Hydatidosis is a zoonotic parasitic disease caused by Echinococcus granulosus, a cestode that leads to the formation of hydatid cysts in various organs, primarily the liver and lungs [1]. This disease presents a significant public health burden, particularly in regions where livestock farming and close human-animal interactions facilitate its transmission [2]. Endemic areas, such as Cusco, Peru, continue to report high infection rates due to environmental, socioeconomic, and cultural factors that sustain the parasite’s life cycle [3].

Despite advances in diagnosis and treatment, hydatidosis remains a major cause of morbidity, often requiring complex medical or surgical interventions [4]. Albendazole, the primary pharmacological treatment, demonstrates variable efficacy across individuals, which has been linked to genetic factors influencing drug metabolism and immune response [5]. Studies have highlighted the role of genetic predisposition in both susceptibility to infection and response to pharmacological therapy [6]. Genome-wide association studies (GWAS) have identified several candidate genes involved in immune modulation and drug metabolism, providing insights into inter-individual differences in disease susceptibility and treatment efficacy [7].

This genetic susceptibility may influence the host’s response to infection, determining the severity of the clinical presentation and the effectiveness of treatment in hydatidosis.
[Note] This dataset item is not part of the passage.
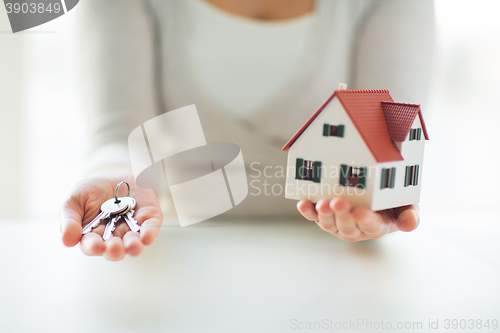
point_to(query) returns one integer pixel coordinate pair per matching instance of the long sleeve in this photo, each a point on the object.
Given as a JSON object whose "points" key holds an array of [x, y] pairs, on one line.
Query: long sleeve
{"points": [[115, 49], [395, 49]]}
Among the genes implicated in modulating the immune response to this disease are interleukin 10 (IL10), IL17A, tumor necrosis factor (TNF), toll-like receptor 4 (TLR4), cytotoxic T-lymphocyte antigen 4 (CTLA4), mannose-binding lectin 2 (MBL2), vitamin D receptor (VDR), interferon gamma (IFNG), Forkhead box P3 (FOXP3), and transforming growth factor-beta 1 (TGFB1), all of which are involved in inflammatory pathways and immune tolerance mechanisms [8, 9, 10, 11].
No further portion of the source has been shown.